SoundHound also has an impressive list of customers, including Qualcomm, Kia, Mercedes-Benz, Honda, Netflix, Pandora, Vizio, Motorola, MasterCard, Square, and many more. Far better, the company is projecting profitability this year.
According to Keyvan Mohajer, CEO and Co-founder: “We are reducing costs while prioritizing our highest sources of revenue growth. With over $300M in cumulative bookings backlog, SoundHound is entering the year on a positive revenue trajectory, with a strong base of global customers shipping products using our industry-leading voice AI technology.”
Innodata (INOD)
Innodata (NASDAQ:INOD), which solves tough engineering challenges with artificial intelligence, has been among the most wildly explosive AI stocks. In fact, since Jan. 1, the stock ran from a low of about $3 to $6.98. While it’s likely overbought at the moment, keep it on the radar. With the AI boom only heating up, a stock like INOD could double, if not triple in value within the year.
Just recently, the company was selected by a leading cloud infrastructure and platform services company to provide large-scale data collection for a new AI computer vision initiative. Innodata also just signed a significant application re-engineering agreement to enable a customer to more fully leverage Innodata-built artificial intelligence/machine learning (AI/ML) models.

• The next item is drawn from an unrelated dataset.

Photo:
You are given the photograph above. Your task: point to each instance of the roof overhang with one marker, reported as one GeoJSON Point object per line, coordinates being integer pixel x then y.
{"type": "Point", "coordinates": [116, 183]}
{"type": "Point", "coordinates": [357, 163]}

Palantir Technologies (PLTR)
Palantir Technologies (NYSE:PLTR) had a rough outing in 2022. But don’t write it off just yet. The company, which helps other organizations see patterns in data, and helps make predictions about the future, is still very healthy. For one, Palantir is seeing big demand from the U.S. government. In fact, during the company’s most recent quarter, Palantir saw $987 million in government revenue, with most coming from the U.S. defense sector.
In its latest earnings report, revenues jumped about 18% year-over-year to $508.62 million. That was ahead of expectations by $3.64 million. Government revenue jumped 23% year over year to $293 million. Commercial revenue was up 11% to $215 million. And on the bottom line, the company saw adjusted earnings per share of four cents, which beat estimates for three cents.
Raymond James likes PLTR stock, too. “As global geopolitical tensions persist and macro uncertainty remains, we believe companies, like PLTR that are indexed (56% of sales) to non-cyclical government budgets sit on an advantageous perch that drives more stability in its results,” said the firm, as quoted by Tip Ranks.
Global X Robotics & Artificial Intelligence ETF (BOTZ)
Or, you can always diversify your exposure to AI stocks with an ETF, such as the Global X Robotics & Artificial Intelligence ETF (NASDAQ:BOTZ). While BOTZ looks like it was run over, don’t count this idea out either. The negativity here is also temporary, I believe.
With an expense ratio of 0.68%, The Global X Robotics & Artificial Intelligence ETF seeks to invest in companies that potentially stand to benefit from increased adoption and utilization of robotics and artificial intelligence, including those involved with industrial robotics and automation, non-industrial robots, and autonomous vehicles, according to Global X. Some of its top holdings include Nvidia (NASDAQ:NVDA), Intuitive Surgical (NASDAQ:ISRG), SMC Corporation (OTCMKTS:SMCAY), iRobot Corporation (NASDAQ:IRBT), Accuray Inc. (NASDAQ:ARAY), and Brooks Automation.
On the date of publication, Ian Cooper did not have (either directly or indirectly) any positions in the securities mentioned. The opinions expressed in this article are those of the writer, subject to the InvestorPlace.com Publishing Guidelines.